Remember when Jose Mourinho said that last season's second place finish with this United side was the greatest achievement of his decorated managerial career? We all laughed, but now it appears that he really was right after all. I've given up trying to work out what's going on at this football club of ours. For three glorious months, three wonderful months when United threw off the self-imposed shackles to return to the halycon days of yesteryear, everything was rosy in the Old Trafford garden. Fans, players, management and board living side by side in perfect harmony.
Feeding off the Ole Gunnar Solskjaer feelgood factor and revitalised by the Midas touch of the Baby faced assassin, United could do no wrong. Nine successive wins, an unbeaten run of eleven games and players arising from their slumber to cut a swaggering swathe through all comers both at home and in Europe. Tottenham, Arsenal and Chelsea all fell under the spell of our caretaker manager, and PSG were sent packing against almost impossible odds on one of the greatest night's in United's long and proud history. Ole was at the wheel and it was the best we had felt as Reds for many a year.
If the miraculous events of the Parc des Princes presented me - and I'm sure many other Reds - with the recent zenith of our United supporting lives then what happened on Sunday at Goodison Park was the nadir.
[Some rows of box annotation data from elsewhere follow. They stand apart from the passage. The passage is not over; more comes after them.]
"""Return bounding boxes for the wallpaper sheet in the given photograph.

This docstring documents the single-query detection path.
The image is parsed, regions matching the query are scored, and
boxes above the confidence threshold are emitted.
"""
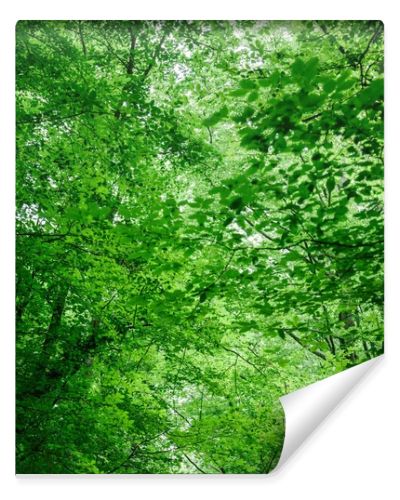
[16,21,383,474]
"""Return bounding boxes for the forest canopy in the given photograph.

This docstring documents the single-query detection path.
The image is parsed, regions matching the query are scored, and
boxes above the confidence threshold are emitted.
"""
[16,21,383,474]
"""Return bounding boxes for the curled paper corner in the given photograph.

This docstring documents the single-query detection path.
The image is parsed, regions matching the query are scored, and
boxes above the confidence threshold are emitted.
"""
[274,354,384,472]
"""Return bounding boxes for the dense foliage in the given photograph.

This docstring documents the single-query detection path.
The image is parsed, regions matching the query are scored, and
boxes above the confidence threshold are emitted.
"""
[16,21,383,473]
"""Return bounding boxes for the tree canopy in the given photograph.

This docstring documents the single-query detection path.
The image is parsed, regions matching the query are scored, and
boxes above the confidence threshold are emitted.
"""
[16,21,383,473]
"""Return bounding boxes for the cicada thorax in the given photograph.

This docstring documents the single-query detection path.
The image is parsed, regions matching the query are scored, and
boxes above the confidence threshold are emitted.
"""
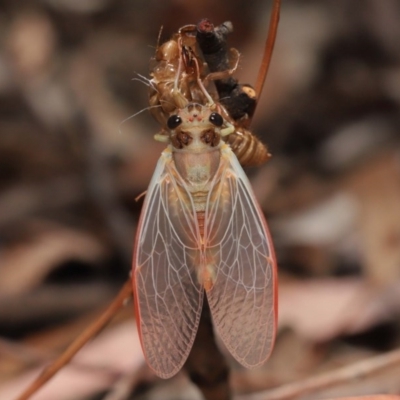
[167,103,228,242]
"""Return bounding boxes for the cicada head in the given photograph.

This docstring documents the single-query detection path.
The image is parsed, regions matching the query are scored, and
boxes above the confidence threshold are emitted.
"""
[167,103,235,151]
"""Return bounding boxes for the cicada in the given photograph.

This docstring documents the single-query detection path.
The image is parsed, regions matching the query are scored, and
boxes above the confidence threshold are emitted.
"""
[149,19,270,166]
[133,103,277,378]
[132,0,280,378]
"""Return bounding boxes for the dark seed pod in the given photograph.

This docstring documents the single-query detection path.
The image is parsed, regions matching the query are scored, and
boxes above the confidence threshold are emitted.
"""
[196,19,257,125]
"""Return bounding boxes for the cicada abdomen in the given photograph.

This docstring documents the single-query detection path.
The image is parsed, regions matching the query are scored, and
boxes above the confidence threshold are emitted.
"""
[225,128,271,167]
It takes some doing to pick out the low points from the last ten years of perjury, but this was surely it. Anyone can get beat, but what you simply cannot do is get beat by giving up. By not even trying. By stabbing your manager, and 650 million United fans worldwide, squarely between the shoulder blades. Work rate and effort cannot drop below the minimum standard expected of any United player. No one should ever lose 4-0 at Everton. Since Ole Gunnar Solskjaer got the permanent gig 24 days ago (and even in his last game as temporary boss in the FA Cup at Wolves), we have gone back to the dark days of the moribund Mourinho. But why? It is a question that no one really knows the answer to, probably not even Solskjaer himself. Was his sensational run as interim boss just incredibly lucky? Was it having a fully fit squad to choose from, a happy team with no worries over loss of form or contract shenanigans? Was it the players throwing off the shackles and reinventing themselves with a point to prove playing under the positive guidance of a bona fide club legend? Or maybe Paul Ince's notion that merely not having Mourinho there any more was a weight off the shoulders? Or a combination of all of the above.
Whatever the reason, something has happened that has seen a steady dip in first results, then performances, since Solskjaer was announced as boss on a full time basis. Ole's at the wheel? He is, but on a road that is leading nowhere. Previously flawless, Ole's inexperience is coming to the fore and selection and tactical errors have crept in. The players have reverted back to their old ways. The Barcelona aggregate loss was just about acceptable, and an argument can be made that, even in defeat, the Reds have not been playing badly. But on a ground where David Moyes was sacked five years ago to the day, United were limp, lifeless and woefully abject.
It was clear that the plethora of problems that eventually proved too much even for Mourinho never went away, instead bubbling menacingly under the surface waiting to be exposed and rear their ugly heads again.
It is just Solskjaer's luck that at the moment he is looking ill equipped to deal with them.